In short, up until about 4:00 on Tuesday, I was feeling pretty darn professorial not to mention highly important.
Then, just before I headed out the door, an e-mail came across my computer screen, letting our department know that Bud Markhart had passed away.
For those of you who didn’t know Bud, he was a professor in the Department of Horticultural Science here at the University of Minnesota. He was a plant physiologist who also did a lot of lecturing and work with organics. He taught, among other things, a hands-on organic production course.
His passing wasn’t a surprise. He was only 60, but he’d been fighting cancer for a few years and all of us in the department were aware that he probably didn’t have much time left. Still, it hurts to lose someone like him.

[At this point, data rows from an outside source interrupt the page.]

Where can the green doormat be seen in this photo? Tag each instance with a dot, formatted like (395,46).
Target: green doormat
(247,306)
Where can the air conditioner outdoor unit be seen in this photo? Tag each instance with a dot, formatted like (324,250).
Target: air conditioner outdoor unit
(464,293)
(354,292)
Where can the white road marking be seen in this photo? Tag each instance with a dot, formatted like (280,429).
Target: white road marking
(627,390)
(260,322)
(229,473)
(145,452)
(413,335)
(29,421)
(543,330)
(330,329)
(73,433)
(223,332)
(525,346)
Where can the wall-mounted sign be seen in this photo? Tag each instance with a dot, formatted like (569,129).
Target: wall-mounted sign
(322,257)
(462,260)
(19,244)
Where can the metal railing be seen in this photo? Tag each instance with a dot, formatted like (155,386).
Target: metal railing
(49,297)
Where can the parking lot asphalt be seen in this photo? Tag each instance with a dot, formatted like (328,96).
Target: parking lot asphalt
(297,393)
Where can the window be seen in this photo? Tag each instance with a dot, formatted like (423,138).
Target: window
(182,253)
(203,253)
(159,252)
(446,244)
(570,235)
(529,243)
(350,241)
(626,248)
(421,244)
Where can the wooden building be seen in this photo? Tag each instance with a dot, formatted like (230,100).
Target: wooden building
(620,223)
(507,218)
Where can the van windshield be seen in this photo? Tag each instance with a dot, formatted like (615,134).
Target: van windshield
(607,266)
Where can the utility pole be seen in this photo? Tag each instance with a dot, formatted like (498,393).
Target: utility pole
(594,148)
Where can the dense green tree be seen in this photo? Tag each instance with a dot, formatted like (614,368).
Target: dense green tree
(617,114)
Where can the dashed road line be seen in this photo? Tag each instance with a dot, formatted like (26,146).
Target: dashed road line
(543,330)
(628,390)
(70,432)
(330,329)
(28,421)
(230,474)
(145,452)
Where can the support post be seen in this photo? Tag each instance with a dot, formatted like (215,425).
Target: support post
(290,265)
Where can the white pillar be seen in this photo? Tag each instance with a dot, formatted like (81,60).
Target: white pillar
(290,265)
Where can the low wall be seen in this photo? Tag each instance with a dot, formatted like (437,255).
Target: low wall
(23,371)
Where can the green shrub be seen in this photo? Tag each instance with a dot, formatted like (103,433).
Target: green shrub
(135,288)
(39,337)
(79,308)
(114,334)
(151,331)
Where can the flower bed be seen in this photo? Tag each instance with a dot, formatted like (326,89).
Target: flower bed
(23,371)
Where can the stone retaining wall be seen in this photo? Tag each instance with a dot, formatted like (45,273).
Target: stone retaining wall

As I’ve gone through my academic career I’ve had the opportunity to meet a lot of academics. To make an unfair generalization, we tend to be self-righteous, self-important, and highly critical of others. Bud was none of these things, and because of that he was loved and respected by many people both inside and outside of academia, but especially by students who were deeply appreciative of a professor who treated them as equals and didn’t talk down to them. He earned the highest teaching award presented by the University of Minnesota, the Morse Alumni Teaching Award, a couple of years ago. But the fact that he taught a class this past spring despite his illness reveals more about his commitment to students than any award could.
Personally, well, this is the guy who invited my wife and I to his house for Thanksgiving the first year that I lived in Minnesota. In fact, he’s the guy who invited my Dad and me over my first day in Minnesota.
I think that a lot of people who talk about the recently departed refer to themselves as being closer to the departed than they actually were, and I don’t want to do that. Bud and I were colleagues and, though I considered Bud a friend, we weren’t particularly close. Still, I always knew that Bud’s door was open if I ever wanted to talk about anything. He cared about people and he let it show. His presence in our department, and in the small world that is horticulture, will be sorely missed.